Arbitrator’s preclusion of evidence by Respondent as a discovery sanction; miscalculation of damages – The arbitrator in DuPree Productions, LLC v. RDE, Inc., 2021 U.S. Dist. LEXIS 228356 (N.D. Ill, November 30, 2021), spent nine months trying to obtain discovery compliance from the Respondents. Ultimately, he or she made a finding that the Respondents had committed “willful non-compliance with discovery orders [which go] to the heard of Claimant’s claims of misrepresentation. . . ” and entered sanctions precluding the Respondent from presenting evidence and making an adverse inference. Then, based on the remaining record, the Arbitrator entered an award under AAA Rule 58 in favor of Claimant in the amount $195,000, plus attorneys’ fees. The court, Durkin, J., applying the usual rubric that “the scope of judicial review under the FAA [is] ‘exceedingly narrow,’” denies Respondent’s motion to vacate the award. While the review of sanctions is the decision’s primary focus, the court also discusses the scope of 9 U.S.C. § 11(a) which allows the District Court to modify an award where there was an “evident material miscalculation of figures.” That provision, the court holds, applies in instances such as where “an arbitrator unambiguously and mistakenly permits double recovery. . . or omits a damages measure unambiguously meant for inclusion.” (Citations omitted).
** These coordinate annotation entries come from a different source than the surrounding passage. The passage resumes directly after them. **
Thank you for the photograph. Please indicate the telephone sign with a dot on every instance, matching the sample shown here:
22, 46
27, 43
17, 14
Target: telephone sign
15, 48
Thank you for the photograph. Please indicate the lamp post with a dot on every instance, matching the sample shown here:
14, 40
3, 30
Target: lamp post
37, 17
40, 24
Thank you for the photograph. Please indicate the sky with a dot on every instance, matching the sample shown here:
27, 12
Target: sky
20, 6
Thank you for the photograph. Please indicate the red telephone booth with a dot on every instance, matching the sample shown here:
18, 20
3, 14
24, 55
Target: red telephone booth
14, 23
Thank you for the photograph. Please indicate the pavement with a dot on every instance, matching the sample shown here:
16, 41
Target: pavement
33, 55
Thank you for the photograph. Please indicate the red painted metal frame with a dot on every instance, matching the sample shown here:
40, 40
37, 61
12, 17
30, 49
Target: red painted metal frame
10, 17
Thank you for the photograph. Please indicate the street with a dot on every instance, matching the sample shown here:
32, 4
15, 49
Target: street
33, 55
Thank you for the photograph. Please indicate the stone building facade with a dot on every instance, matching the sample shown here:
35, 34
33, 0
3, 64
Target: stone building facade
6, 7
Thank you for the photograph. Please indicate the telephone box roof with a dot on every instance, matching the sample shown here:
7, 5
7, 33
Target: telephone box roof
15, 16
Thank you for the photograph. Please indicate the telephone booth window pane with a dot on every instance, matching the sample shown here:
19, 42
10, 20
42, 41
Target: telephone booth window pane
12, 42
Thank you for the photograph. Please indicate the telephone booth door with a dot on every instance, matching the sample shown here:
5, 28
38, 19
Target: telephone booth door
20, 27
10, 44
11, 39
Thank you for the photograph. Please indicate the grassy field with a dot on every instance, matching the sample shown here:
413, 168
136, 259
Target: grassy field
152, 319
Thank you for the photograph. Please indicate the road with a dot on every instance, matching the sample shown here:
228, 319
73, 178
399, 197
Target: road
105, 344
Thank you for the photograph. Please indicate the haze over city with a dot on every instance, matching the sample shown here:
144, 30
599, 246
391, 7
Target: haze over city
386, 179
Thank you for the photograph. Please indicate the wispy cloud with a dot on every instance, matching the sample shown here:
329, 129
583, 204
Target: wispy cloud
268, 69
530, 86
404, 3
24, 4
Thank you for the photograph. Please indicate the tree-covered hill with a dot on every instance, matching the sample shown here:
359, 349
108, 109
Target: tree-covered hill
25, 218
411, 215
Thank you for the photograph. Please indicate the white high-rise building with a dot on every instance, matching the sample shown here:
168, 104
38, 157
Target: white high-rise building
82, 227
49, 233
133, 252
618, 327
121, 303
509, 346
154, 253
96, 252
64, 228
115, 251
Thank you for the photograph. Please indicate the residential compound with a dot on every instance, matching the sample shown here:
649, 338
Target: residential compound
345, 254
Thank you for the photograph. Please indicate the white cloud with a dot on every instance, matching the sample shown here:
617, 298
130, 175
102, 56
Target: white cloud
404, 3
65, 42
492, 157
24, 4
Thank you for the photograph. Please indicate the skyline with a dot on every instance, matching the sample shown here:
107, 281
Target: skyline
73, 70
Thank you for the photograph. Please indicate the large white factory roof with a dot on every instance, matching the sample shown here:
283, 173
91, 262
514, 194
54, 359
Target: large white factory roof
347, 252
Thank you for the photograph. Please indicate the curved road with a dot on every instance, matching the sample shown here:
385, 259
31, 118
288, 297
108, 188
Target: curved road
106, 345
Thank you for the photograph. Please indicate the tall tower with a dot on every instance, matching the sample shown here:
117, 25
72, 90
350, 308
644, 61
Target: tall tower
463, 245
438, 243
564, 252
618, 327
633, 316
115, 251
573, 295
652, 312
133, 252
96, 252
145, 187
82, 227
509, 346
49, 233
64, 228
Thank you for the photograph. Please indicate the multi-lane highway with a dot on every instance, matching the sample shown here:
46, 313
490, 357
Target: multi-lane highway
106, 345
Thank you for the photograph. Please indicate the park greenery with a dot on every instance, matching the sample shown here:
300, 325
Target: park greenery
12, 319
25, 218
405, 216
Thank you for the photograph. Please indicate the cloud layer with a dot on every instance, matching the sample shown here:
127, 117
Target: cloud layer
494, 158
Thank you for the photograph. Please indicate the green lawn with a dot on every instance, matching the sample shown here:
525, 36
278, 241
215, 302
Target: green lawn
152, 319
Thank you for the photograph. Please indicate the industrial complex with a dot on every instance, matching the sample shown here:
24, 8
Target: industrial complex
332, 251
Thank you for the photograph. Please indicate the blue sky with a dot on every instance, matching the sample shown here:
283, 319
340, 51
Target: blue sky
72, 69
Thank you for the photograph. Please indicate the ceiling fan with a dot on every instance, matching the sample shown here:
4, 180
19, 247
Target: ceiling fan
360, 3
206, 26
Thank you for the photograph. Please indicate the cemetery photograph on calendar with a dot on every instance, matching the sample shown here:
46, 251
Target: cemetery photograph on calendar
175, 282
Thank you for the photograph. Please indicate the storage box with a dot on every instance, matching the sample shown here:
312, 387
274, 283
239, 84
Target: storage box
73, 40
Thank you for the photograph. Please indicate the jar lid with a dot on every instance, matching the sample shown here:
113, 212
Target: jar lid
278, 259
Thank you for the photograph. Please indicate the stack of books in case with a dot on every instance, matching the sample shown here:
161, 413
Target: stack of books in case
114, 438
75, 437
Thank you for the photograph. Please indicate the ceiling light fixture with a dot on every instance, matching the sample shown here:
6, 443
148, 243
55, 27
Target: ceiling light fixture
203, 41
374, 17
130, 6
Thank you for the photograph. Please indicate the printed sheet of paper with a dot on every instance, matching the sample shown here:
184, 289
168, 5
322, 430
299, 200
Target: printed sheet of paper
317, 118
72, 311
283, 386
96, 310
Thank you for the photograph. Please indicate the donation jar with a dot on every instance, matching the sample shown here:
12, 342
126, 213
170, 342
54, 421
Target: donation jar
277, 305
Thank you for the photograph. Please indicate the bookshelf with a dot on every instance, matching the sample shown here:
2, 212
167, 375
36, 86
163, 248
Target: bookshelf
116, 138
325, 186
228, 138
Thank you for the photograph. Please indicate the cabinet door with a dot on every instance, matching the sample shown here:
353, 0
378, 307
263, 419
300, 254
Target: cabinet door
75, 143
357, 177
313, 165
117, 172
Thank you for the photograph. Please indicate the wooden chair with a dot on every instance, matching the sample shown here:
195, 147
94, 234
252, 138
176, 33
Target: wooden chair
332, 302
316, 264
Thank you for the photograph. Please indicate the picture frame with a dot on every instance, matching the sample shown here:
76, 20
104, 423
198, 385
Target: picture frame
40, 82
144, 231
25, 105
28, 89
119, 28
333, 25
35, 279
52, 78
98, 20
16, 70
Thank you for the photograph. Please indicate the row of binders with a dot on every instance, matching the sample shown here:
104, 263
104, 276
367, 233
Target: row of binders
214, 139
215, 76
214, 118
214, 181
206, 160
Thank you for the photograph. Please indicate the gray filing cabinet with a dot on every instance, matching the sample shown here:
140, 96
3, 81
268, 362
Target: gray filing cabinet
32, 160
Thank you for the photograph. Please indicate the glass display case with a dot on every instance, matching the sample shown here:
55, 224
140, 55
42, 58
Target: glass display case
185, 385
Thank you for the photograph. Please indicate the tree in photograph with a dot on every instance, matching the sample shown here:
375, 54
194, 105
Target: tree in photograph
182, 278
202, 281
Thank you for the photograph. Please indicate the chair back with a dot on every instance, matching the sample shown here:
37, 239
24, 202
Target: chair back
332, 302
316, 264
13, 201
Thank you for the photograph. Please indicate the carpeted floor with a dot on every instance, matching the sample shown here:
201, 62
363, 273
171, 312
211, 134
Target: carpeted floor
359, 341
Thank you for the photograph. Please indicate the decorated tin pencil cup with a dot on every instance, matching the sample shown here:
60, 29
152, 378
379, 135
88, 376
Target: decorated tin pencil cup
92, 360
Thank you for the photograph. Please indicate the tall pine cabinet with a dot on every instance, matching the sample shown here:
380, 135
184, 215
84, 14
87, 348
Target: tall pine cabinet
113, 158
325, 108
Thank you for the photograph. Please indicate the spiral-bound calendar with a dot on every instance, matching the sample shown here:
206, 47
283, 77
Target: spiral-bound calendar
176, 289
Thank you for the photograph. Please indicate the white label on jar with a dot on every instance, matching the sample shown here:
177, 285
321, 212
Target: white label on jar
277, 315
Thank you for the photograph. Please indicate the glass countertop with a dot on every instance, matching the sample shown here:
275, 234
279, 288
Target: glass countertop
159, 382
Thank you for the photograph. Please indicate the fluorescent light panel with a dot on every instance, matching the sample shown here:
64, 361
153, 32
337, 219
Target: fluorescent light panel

It does not apply where, as here, the arbitrator chose to compute damages in a way which the challenging party opposed.
Fees for filing an application to confirm an arbitration – Sometimes Circuit Judges must ask themselves why a matter is even on their desk. Pieczynski v. Pennsylvania, 2021 U.S. App. LEXIS 35601 (3rd Cir. December 2, 2021)(Circuit Judges Greenaway, Porter and Nygaard, per curiam) is one such case. The pro se plaintiff disputed whether an application to confirm an award is a miscellaneous matter, with a filing fee of $47, or a standard civil action, with a fee of $400. Get out your checkbook – the higher fee applies.
I am the arbitrator in a week-long matter starting on Monday. So, there will probably not be an ADR Highlights next week. Be safe – and, if you celebrate Christmas, get those gifts in the mail. The lines at the shipping center today were already long.
David A. Reif
Reif ADR
Dreif@reifadr.com
Reifadr.com
[1] Under Rule 64 of the Federal Rules of Civil Procedure, any remedy to secure satisfaction of a judgment available under the law of the state in which the District Court sits is available in federal court.